The U.S. Government Accountability Office (GAO) is often called the “congressional watchdog” because it oversees how the federal government operates and spends its money. Congress established the department to control expenses and debt after World War I. GAO’s responsibilities broadened to include performance audits to examine if government programs were meeting their objectives. This bipartisan group is recognized as apolitical and delivers a robust analysis in areas ranging from income taxes to social programs and operational efficiency.
GAO recently reported on The National Credit Union Administration (NCUA), an oversight body similar to the Federal Reserve. Though the review was generally complimentary, the agency reached an expected conclusion with credit union failures currently at record low levels.
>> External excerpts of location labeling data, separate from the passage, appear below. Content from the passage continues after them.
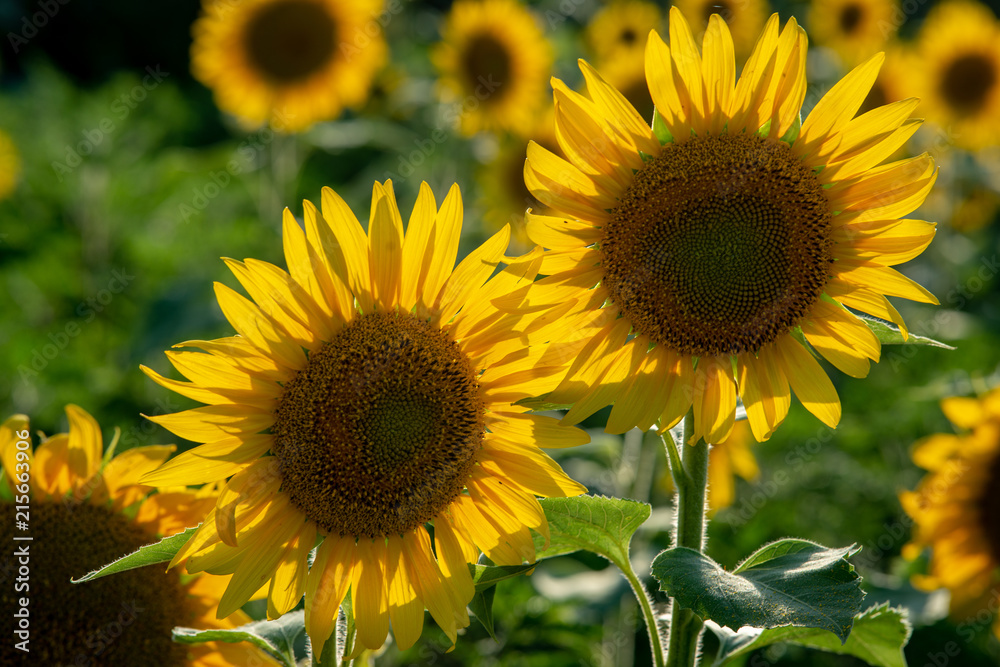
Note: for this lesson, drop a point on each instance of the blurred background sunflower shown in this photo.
(289, 62)
(494, 61)
(854, 29)
(956, 509)
(88, 509)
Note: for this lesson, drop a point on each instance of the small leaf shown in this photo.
(486, 576)
(793, 132)
(878, 638)
(593, 523)
(482, 607)
(888, 334)
(660, 129)
(789, 582)
(160, 552)
(276, 638)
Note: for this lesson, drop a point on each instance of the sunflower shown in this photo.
(700, 266)
(494, 64)
(620, 29)
(958, 72)
(369, 393)
(503, 195)
(10, 165)
(889, 85)
(745, 19)
(290, 62)
(854, 29)
(956, 507)
(85, 511)
(628, 76)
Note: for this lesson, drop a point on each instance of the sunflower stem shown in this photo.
(690, 472)
(655, 640)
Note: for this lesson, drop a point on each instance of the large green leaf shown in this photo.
(888, 334)
(878, 638)
(788, 582)
(276, 638)
(160, 552)
(592, 523)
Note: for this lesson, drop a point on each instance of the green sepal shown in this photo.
(660, 129)
(788, 582)
(160, 552)
(276, 638)
(889, 334)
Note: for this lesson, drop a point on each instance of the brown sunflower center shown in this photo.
(125, 619)
(720, 245)
(487, 64)
(719, 7)
(989, 509)
(967, 82)
(850, 18)
(380, 431)
(290, 40)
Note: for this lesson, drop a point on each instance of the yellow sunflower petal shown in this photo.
(289, 580)
(85, 447)
(417, 245)
(9, 438)
(406, 611)
(836, 109)
(326, 586)
(385, 239)
(809, 382)
(369, 595)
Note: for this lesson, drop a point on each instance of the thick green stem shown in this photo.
(689, 467)
(655, 641)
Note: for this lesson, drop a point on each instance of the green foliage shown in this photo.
(878, 637)
(151, 554)
(598, 524)
(789, 582)
(276, 638)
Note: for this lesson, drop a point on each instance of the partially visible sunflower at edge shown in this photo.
(957, 72)
(370, 392)
(745, 19)
(619, 29)
(854, 29)
(87, 510)
(494, 62)
(956, 506)
(710, 266)
(288, 62)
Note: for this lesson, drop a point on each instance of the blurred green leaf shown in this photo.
(788, 582)
(592, 523)
(276, 638)
(888, 334)
(878, 637)
(160, 552)
(485, 577)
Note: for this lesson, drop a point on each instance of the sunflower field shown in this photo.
(514, 333)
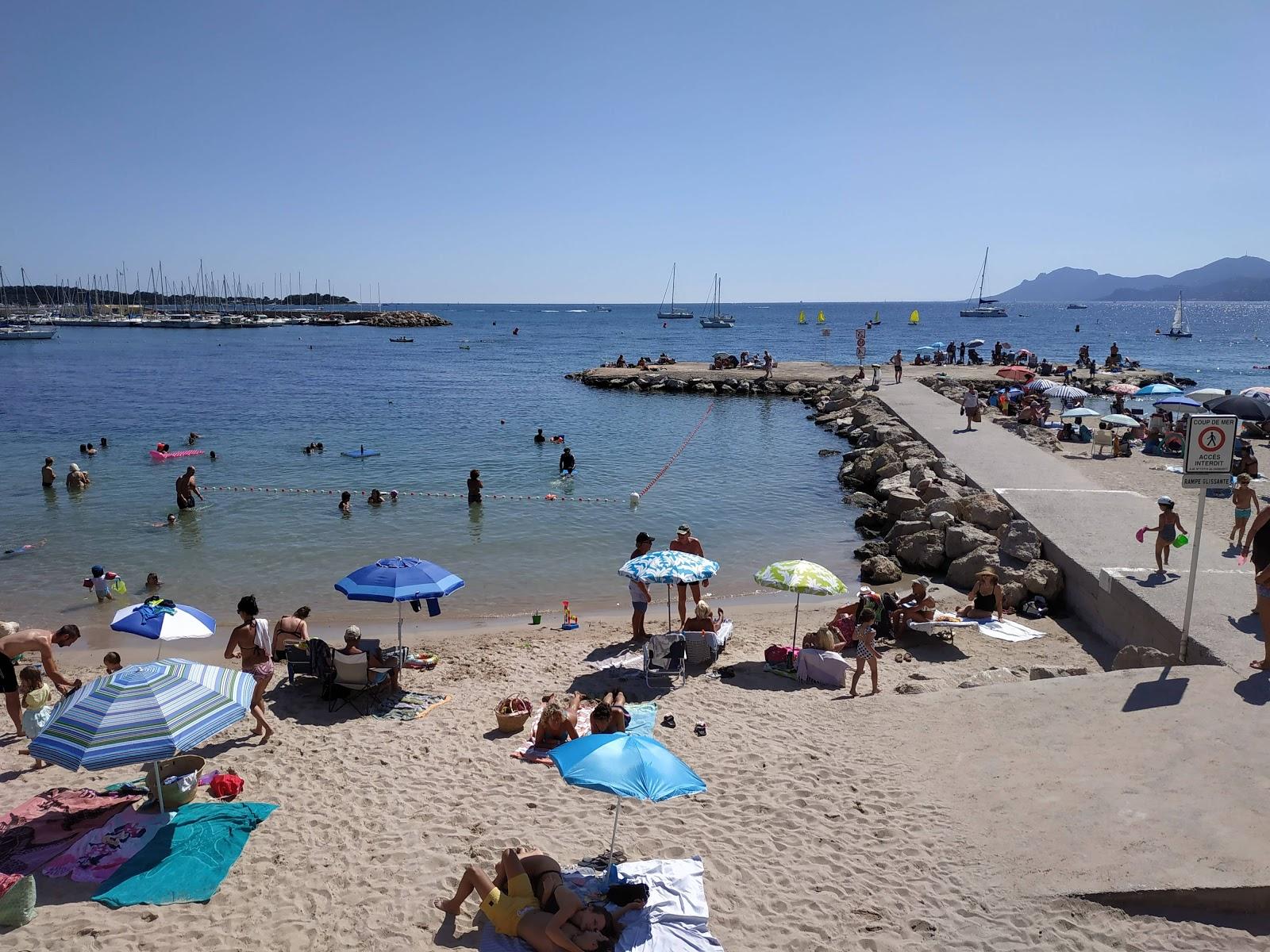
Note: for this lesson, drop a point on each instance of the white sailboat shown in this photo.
(1180, 328)
(672, 315)
(987, 308)
(717, 319)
When the individual components of Capital Adequacy, Asset Quality, Management, Earnings and Liquidity (CAMEL) fall below the composite rankings, the financial institution is more prone to fail than those who meet that threshold.
The conclusion is not a surprise. If the financial institution does not deliver on asset quality or fails to properly leverage, the ability to operate in a competitive environment is at risk. In addition, recent action by the NCUA placed an exciting spin on the CAMEL by pluralizing the acronym to now be called CAMELS, where it recognized the importance of “Sensitivity to Market Risk,” as the NCUA recently reported.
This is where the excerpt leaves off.